Six people were being held after raids across the Belgian capital yesterday, two days after airport and metro suicide blasts that left 31 people dead and 300 injured.

And in the Paris suburbs, police arrested a man accused of plotting an attack in France that was "in the advanced stages" and found a small stash of explosives.

In Brussels, families faced an agonising wait after forensic experts warned it could take weeks to identify fatalities.
 

US Secretary of State John Kerry arrived for talks with the Belgian authorities, who have faced heavy criticism over how the Brussels attackers -- at least three of whom were known to authorities -- slipped through the net.

The man arrested in Paris was a French national who "belongs to a terrorist network that sought to strike our country", French Interior Minister Bernard Cazeneuve said late yesterday, hailing the "major arrest".

Police evacuated an apartment block in the rundown northern suburb of Argenteuil, where a small quantity of explosives was found.
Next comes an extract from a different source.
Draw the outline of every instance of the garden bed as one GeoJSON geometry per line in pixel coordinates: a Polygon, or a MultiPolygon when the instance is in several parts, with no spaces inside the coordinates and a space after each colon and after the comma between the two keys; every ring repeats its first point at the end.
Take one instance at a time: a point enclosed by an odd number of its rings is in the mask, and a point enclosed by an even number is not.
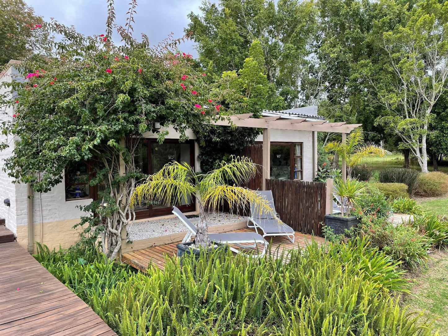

While Cazeneuve said no link to the Paris or Brussels attacks had emerged, police sources said Friday that the suspect had in July been found guilty in absentia, alongside Paris ringleader Abdelhamid Abaaoud, of being part of a group planning to go to Syria.

Named by police sources as Reda K., Cazeneuve said the suspect had been under surveillance "for several weeks" and his arrest was the result of "close and constant cooperation between European services".

European authorities are under huge pressure to better coordinate the tracking of homegrown extremists and those returning from Syria, as evidence grows of a thriving jihadist network straddling France and Belgium.

Prosecutors have confirmed that Khalid El Bakraoui, who blew himself up at Maalbeek metro station shortly after his brother Ibrahim did the same at Zaventem airport, was the subject of an international terrorism warrant over the Paris attacks.

Ibrahim El Bakraoui had been arrested and deported by Turkey, which had warned Belgium he was a "foreign terrorist fighter," Turkish President Recep Tayyip Erdogan said Wednesday.